A tranche CDO offers protection against a credit event for a specified slice of an index CDS when the portfolio loss is between bounded strikes, described as the attachment and detachment points. When there are fewer defaults than the attachment point, the tranche CDO does not pay out. Beyond the detachment point, the tranche CDO ceases to payout. CDX indices have standard tranches such as 0-3%, 3-7%, etc.

A bespoke tranche CDO can offer an investor or speculator a custom attachment and detachment point, a custom portfolio of debt instruments, or custom maturity date. For example, the attachment and detachment points could be 5.2% to 6.2%. The portfolio of debt instruments could include some North American instruments, and some European instruments. A bespoke tranche could also define a non-standard term to maturity.

## Pricing Standard Contracts

Single name CDS pricing is related to the probability of default, and the recovery rate, in addition to discount factors.

The probability of default is calculated for a projected term based on credit spreads. Higher credit spreads indicate a higher probability of default. There is an accepted method available to convert a credit spread for a term into a probability of default for the term.

The expected recovery rate in the event of default is usually a flat rate such as 40%, but need not be restricted to that value.

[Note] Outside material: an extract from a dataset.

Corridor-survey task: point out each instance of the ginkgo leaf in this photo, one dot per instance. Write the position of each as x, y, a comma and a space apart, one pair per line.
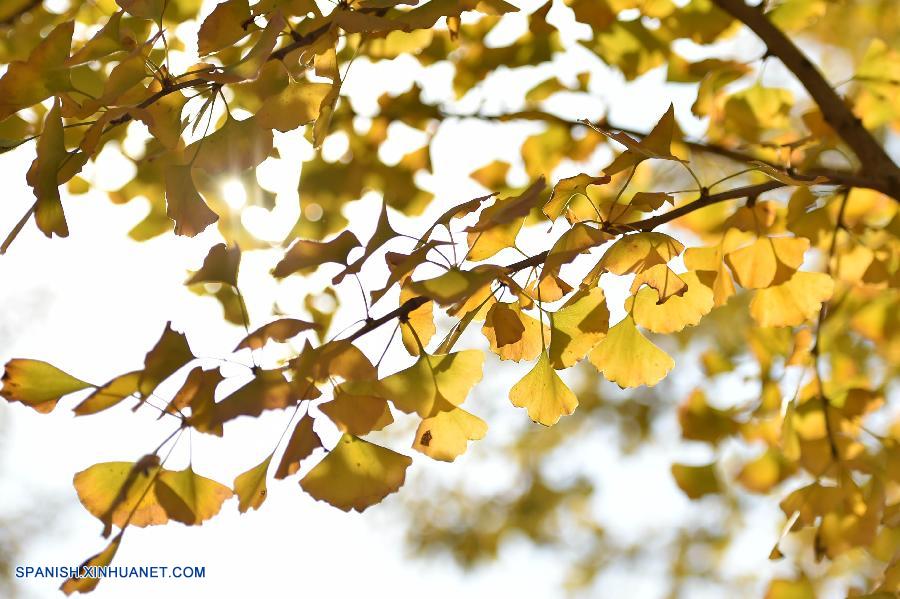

Pricing of index CDS and tranche CDOs also requires default correlations between the constituents in the annex. The correlation is used to build the loss distribution for the portfolio to the maturity date of the deal. Pricing models simplify the correlation between the credits to be constant for all constituents. Pricing models can vary the correlations throughout the term of the deal.

Pricing of a tranche CDO, since it involves an exposure only to the losses that occur on the portfolio between the attachment and detachment points can be modeled as a synthetic long position and short position in two base tranches. For example, the pricing of the 3% to 7% tranche can be replicated as a long position in the 7% index equity tranche (0% to 7%) and a short position in the 3% index equity tranche with the same terms and conditions including underlying portfolio and maturity.

Finally, for tranche CDO pricing, there are pricing models that support stochastic recovery rates. Findur supports one such pricing model. Stochastic recovery is implemented as an additional ‘volatility’ surface, simply based on the convenience of using the vol software infrastructure, not because it is truly a volatility pricing model input. The stochastic recovery pricing model introduces an additional recovery factor term, which is applied by the model to the recovery rates during pricing. The factor is usually 1.0, although there have been historical circumstances when it has been necessary to lower the factor in order to calibrate the CDO correlations.

Pricing bespoke tranche CDOs is more complex than any of the other credit derivatives types described here.

## Calibration of Standard Tranche CDO Correlations

The implied correlations required to price tranche CDOs can be solved by calibration using a bootstrapping technique. The technique will resolve a surface in space defined by the CDO strike and contract maturity. For example, a CDX IG index has liquid tranches with strikes at 3%, 7%, 10%, 15% and 30% across maturities of 5 years, 7 years and 10 years.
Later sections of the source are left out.